Use table editing authorization objects
Rebuilding the authorization concept
The applications (transactions, Web-Dynpro applications, RFC building blocks, or Web services) are detected through their startup permissions checks (S_TCODE, S_START, S_RFC, S_SERVICE) and can be placed in the role menu of your role. In your role, go to the Menu tab and import these applications by clicking Apply Menus and selecting Import from Trace. A new window will open. Here you can evaluate the trace and view all recognised applications in the right window. To do this, click the Evaluate Trace button and select System Trace (ST01) > Local. In a new System Trace window, you can specify the evaluation criteria for the trace, such as the user using the Trace field only for users or the time period over which to record. Then click Evaluate.

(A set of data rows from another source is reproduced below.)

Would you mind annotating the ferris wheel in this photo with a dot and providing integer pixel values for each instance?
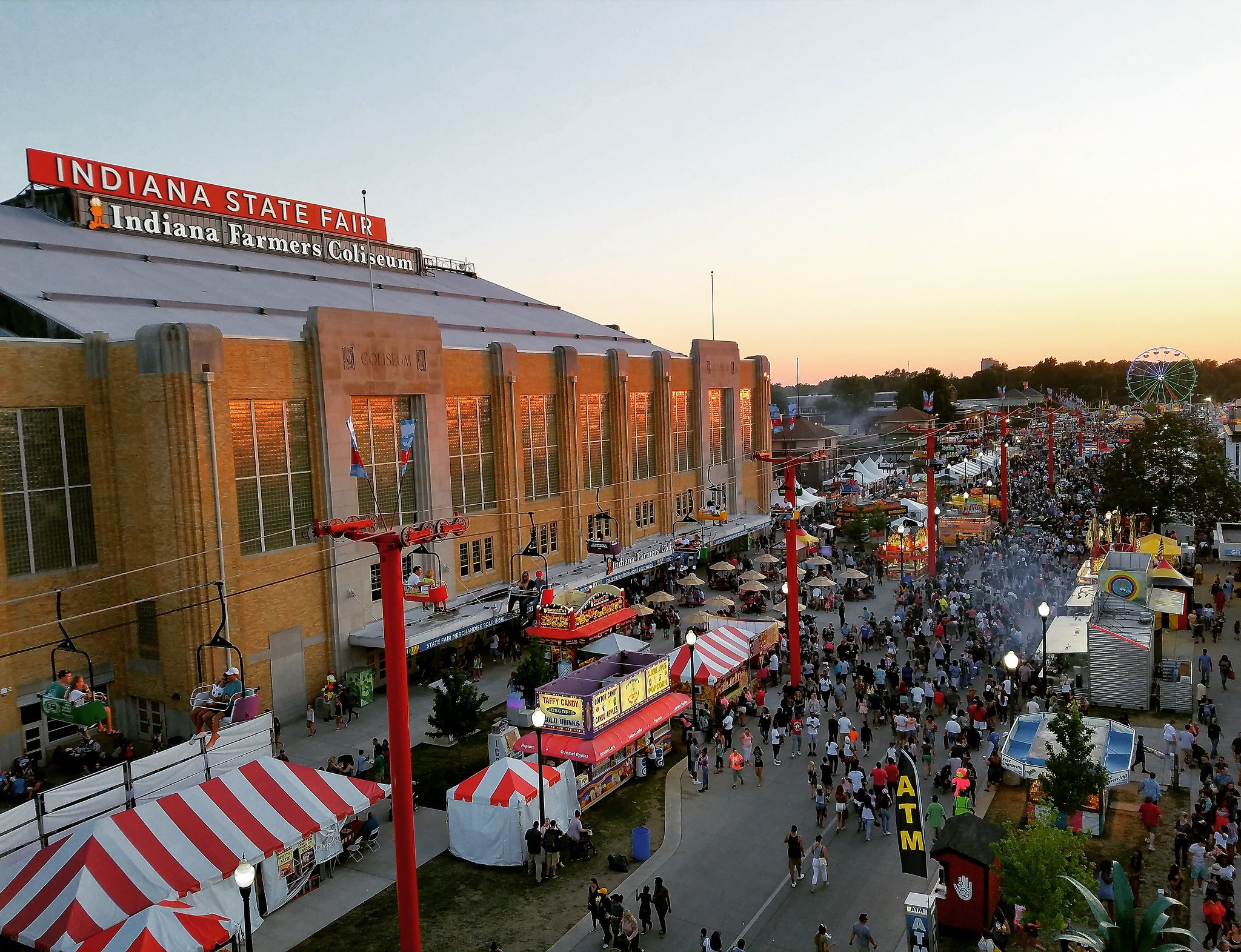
(1160, 375)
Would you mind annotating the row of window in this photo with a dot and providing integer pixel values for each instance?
(45, 476)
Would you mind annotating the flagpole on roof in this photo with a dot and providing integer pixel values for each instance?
(370, 270)
(713, 305)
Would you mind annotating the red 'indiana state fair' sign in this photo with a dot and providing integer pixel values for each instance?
(107, 179)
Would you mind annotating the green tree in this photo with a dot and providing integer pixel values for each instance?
(457, 709)
(1171, 467)
(1074, 774)
(1126, 933)
(533, 672)
(1031, 863)
(909, 393)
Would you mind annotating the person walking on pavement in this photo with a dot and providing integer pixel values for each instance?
(796, 853)
(862, 937)
(534, 850)
(644, 904)
(818, 863)
(736, 762)
(663, 903)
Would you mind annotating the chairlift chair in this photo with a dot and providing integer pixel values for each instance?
(433, 594)
(61, 709)
(525, 596)
(245, 705)
(608, 544)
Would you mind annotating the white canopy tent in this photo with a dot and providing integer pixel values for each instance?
(489, 813)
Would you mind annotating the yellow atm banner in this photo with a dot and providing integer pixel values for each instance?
(910, 838)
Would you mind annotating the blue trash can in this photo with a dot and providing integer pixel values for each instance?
(642, 843)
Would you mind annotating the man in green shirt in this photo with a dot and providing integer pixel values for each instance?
(60, 688)
(935, 817)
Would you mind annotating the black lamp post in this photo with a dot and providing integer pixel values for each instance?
(245, 879)
(901, 530)
(537, 721)
(1044, 611)
(690, 638)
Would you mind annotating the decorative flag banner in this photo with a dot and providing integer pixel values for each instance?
(406, 442)
(910, 840)
(355, 456)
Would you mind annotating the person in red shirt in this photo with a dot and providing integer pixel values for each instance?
(794, 735)
(1151, 813)
(893, 774)
(1213, 914)
(879, 777)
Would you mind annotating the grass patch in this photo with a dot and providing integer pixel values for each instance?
(1122, 833)
(441, 768)
(464, 907)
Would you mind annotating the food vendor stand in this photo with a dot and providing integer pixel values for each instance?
(722, 658)
(914, 558)
(1029, 742)
(575, 619)
(606, 715)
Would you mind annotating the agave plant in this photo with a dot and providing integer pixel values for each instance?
(1126, 933)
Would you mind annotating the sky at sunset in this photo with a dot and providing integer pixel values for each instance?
(873, 183)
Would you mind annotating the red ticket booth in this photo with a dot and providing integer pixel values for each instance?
(973, 887)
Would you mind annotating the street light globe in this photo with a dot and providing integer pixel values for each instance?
(245, 874)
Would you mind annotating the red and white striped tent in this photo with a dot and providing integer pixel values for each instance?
(716, 653)
(489, 813)
(164, 928)
(115, 868)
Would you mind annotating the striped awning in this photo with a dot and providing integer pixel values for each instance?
(111, 869)
(716, 653)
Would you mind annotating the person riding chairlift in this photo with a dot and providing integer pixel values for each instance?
(81, 693)
(222, 697)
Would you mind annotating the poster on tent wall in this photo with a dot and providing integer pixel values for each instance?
(290, 874)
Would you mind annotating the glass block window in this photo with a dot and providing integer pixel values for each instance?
(378, 424)
(719, 427)
(45, 490)
(683, 452)
(642, 427)
(540, 456)
(471, 454)
(150, 716)
(272, 465)
(683, 503)
(148, 630)
(596, 436)
(476, 556)
(644, 514)
(747, 424)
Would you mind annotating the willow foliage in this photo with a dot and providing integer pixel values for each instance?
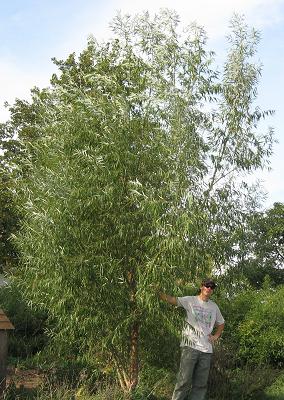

Various activities, such as changes to content or the assignment of roles, are made traceable via change documents. This authorization should only be assigned to an emergency user.
Organisational allocation
The call to your implementation of the BAdIs is the last step in the process of storing user data. This applies to all transactions or function blocks that make changes to user data. Therefore, the BAdI is also called during maintenance by the BAPI BAPI_USER_CHANGE. You use this BAPI when you implement a password reset self-service as described in Tip 52, "Reset Passwords by Self-Service." This enables encrypted e-mail delivery of initial passwords within a self-service framework.
Once you have edited the role menu, you can customise the actual permissions in the PFCG role. To do this, click the Permissions tab. Depending on the quantity of external services from the Role menu, the authorization objects will appear. The authorization objects are loaded into the PFCG role, depending on their suggestion values, which must be maintained for each external service in the USOBT_C and USOBX_C tables. You can edit these suggested values in the SU24 transaction. Make sure that external services in the Customer Name Room also have the names of external services and their suggestion values in the tables maintained (see Tip 41, "Add external services from SAP CRM to the proposal values"). Visibility and access to external services is guaranteed by the UIU_COMP authorization object. This authorization object consists of three permission fields: COMP_NAME (name of a component), COMP_WIN (component window name), COMP_PLUG (inbound plug).
Assigning a role for a limited period of time is done in seconds with "Shortcut for SAP systems" and allows you to quickly continue your go-live.
In the development and creation of authorization objects, some functionalities of the SAP hint are extremely helpful, which we present in this tip.
It is often overlooked that the critical S_RFC privilege object requires an analogue permission assignment.